The projects to be seen in Bristol covered themes ranging from teleportation to risk-taking, fabulous beasts to the future of cemeteries. Two of the most striking involved reaching out to disadvantaged groups.
Debbie Watson, reader in childhood studies at the University of Bristol, has been researching the “life story books” that social workers are required to create for children who have been adopted, explaining how they ended up in the care system.
Since these books are written by professionals, they often contain huge gaps, even when children still have memories of their birth families, and they obviously cannot incorporate any objects. For the “trove” project, Watson, a colleague and designer Chloe Meineck have been developing “a digitally enhanced memory box” where children can store their precious toys and trinkets tagged with audios where they describe the memories attached to them.
The boxes themselves are being co-designed, says Watson, by a group of children who want them to seem like “treasure chests from the future which have been sent back to look after their objects”. The current versions are “precious and futuristic and bespoke” and non-gender-specific. Once the development process is complete, the team hope to launch the boxes as a commercial product, perhaps initially aimed at adoptive parents and adoption agencies.

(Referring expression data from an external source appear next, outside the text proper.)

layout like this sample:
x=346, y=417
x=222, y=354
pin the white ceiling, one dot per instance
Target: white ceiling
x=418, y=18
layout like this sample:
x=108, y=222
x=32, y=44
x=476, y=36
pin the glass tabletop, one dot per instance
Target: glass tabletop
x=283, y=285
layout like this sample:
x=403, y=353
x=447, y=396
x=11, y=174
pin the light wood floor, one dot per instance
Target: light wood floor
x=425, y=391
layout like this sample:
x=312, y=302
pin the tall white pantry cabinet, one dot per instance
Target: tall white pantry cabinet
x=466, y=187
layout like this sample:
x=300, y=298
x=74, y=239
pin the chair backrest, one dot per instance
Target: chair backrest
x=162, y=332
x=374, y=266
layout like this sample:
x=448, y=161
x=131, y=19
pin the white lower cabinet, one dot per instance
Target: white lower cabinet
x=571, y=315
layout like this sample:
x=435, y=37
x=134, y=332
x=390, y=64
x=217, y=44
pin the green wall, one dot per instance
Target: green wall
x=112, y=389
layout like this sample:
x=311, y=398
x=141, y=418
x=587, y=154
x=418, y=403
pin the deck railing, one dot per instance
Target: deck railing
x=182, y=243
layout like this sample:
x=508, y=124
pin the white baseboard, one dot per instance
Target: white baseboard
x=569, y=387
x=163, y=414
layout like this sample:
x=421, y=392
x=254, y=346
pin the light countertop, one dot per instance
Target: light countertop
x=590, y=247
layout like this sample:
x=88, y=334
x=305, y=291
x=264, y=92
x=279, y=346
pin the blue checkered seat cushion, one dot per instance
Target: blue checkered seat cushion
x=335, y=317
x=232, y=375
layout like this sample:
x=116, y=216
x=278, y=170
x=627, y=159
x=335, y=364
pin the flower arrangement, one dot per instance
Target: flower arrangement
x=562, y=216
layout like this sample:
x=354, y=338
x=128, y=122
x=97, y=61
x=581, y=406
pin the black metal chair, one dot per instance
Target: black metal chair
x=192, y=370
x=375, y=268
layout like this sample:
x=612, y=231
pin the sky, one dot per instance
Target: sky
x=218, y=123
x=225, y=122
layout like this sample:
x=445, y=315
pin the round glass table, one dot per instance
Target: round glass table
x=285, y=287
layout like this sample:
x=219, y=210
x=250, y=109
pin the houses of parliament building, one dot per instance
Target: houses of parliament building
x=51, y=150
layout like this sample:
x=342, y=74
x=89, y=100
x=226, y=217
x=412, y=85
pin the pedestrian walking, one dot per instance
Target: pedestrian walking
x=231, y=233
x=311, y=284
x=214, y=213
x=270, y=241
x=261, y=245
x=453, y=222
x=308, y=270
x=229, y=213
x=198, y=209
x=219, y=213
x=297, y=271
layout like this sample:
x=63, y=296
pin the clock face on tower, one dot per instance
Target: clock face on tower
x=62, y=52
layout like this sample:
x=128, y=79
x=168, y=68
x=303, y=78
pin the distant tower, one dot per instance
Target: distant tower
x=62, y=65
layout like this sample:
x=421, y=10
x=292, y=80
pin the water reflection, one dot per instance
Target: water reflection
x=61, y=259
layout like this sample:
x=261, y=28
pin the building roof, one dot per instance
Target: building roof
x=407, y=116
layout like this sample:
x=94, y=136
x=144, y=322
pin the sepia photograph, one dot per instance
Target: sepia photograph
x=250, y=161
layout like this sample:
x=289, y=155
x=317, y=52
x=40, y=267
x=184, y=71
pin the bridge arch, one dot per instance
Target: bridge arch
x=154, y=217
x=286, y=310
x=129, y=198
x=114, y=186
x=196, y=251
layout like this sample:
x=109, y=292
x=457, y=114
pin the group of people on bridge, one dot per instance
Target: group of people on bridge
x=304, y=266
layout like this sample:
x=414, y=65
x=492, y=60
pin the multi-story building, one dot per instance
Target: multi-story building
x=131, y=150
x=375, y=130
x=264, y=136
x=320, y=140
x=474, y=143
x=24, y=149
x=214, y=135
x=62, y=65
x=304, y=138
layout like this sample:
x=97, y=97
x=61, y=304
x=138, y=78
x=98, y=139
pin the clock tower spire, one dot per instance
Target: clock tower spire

Meanwhile, the Quipu Project represents a collaboration between academics at the University of Bristol, a technologist and Chaka Studio, an independent production company based in London.
They set out to create “a transmedia documentary telling the story of forced sterilisations in Peru in the 1990s”, says director Rosemarie Lerner. These were targeted largely at indigenous rural women, about 300,000 in all, as well as 20,000 men, and often carried out in insanitary conditions owing to the high quotas set.
“We began working with some of the women who have been fighting for justice for almost 20 years,” says Lerner. “They want an apology from the state, reparations and medical help. Since they have no access to the internet or mainstream media, we decided to create a simple interactive phone line automatically connected to a website: ‘Press 1 to record a testimony or 2 to listen to others.’ We used that device to create a collective story and allow people finally to hear what happened.”